Ich glaub da wäre ich auch wieder dabei ;-)
Geometron würd mich auch interessieren,nachdem ich aber rather short bin.. reicht mir long.


----------



## der-gute (29. Mai 2016)

Mista Her Royal Puffness, please do your work.
Schie Schergen scharren schon shit shen Schufen!


----------



## MTB-News.de




----------



## guru39 (29. Mai 2016)

Ich kümmere mich morgen *nochmal* darum.

Leider ist es nur so, wenn ich das richtig sehen, das seitens Nicolai dieses Jahr die Schwerpunkte anders gesetzt werden 

Wenn ihr aber Bock habt können wir auch gerne selbst was auf die Beine stellen.


----------



## der-gute (29. Mai 2016)

Andere Schwerpunkte?

Also keine Kunden, sondern...?


----------



## Timmy35 (29. Mai 2016)

guru39 schrieb:


> Wenn ihr aber Bock habt können wir auch gerne selbst was auf die Beine stellen.



Haben wir!!!!


----------



## JohVir (29. Mai 2016)

Diesmal betrink ich mich mit


----------



## Simbl (29. Mai 2016)

Wird auch Zeit


----------



## der-gute (29. Mai 2016)

Oh Gott oh Gott
Letztes Mal bin ich schon mitten im Gespräch mit Moritz ins Bett gefallen...

Ach was solls


----------



## Martin1508 (29. Mai 2016)

Dabei!


----------



## der-gute (29. Mai 2016)

Diesmal komm ich auch mitm Wohnwagen...mach mer ne Wagenburg?


----------



## Timmy35 (25. Juli 2016)

Ich muss ja leider dieses Thema noch mal hervorkramen. Gibt es den schon was Neues zum Pufftreffen???

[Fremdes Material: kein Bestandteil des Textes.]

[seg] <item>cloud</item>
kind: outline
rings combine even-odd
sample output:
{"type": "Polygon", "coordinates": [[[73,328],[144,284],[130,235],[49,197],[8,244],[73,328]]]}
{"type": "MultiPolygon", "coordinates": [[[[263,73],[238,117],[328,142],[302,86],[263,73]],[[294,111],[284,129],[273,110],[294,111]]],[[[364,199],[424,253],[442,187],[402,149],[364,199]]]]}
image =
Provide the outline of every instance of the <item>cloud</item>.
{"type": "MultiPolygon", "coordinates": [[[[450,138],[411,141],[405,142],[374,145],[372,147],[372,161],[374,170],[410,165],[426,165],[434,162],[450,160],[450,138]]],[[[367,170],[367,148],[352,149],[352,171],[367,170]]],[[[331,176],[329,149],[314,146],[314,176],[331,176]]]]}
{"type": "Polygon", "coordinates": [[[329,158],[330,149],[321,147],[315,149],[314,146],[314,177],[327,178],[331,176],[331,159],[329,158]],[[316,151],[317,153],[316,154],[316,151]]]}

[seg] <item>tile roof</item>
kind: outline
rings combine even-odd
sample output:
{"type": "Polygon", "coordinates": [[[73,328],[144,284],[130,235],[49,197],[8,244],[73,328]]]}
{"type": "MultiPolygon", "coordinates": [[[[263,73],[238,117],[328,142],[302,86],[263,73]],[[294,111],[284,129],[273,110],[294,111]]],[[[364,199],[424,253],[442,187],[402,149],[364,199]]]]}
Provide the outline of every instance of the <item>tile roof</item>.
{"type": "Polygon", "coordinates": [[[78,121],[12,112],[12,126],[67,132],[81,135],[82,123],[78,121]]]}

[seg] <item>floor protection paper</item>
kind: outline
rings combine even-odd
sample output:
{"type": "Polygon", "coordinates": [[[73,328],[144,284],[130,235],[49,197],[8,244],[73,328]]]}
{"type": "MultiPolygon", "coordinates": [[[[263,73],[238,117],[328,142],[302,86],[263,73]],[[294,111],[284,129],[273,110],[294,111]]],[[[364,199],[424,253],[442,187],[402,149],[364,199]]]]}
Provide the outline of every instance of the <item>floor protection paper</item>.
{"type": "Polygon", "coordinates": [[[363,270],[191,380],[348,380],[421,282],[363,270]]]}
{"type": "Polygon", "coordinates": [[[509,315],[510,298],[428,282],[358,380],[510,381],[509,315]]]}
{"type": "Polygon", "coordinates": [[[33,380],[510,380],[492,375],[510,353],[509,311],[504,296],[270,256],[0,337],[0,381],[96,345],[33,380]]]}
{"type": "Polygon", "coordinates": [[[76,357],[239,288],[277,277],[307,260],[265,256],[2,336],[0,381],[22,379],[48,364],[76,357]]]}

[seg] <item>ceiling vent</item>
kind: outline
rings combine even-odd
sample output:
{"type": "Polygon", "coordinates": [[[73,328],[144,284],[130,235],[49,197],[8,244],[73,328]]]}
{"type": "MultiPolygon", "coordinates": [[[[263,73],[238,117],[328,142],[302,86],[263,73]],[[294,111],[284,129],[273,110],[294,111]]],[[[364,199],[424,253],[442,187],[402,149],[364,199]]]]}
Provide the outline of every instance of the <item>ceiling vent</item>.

Oder kann das nur Franzi organisieren und wir müssen jetzt alle zu einer anderen Marke (die ich hier nicht nennen möchte, die aber auf jeden Fall auch super Rennräder bauen) wechseln? Wäre ja echt doof....


----------



## Kontragonist (25. Juli 2016)

guru39 schrieb:


> (...) Wenn ihr aber Bock habt können wir auch gerne selbst was auf die Beine stellen.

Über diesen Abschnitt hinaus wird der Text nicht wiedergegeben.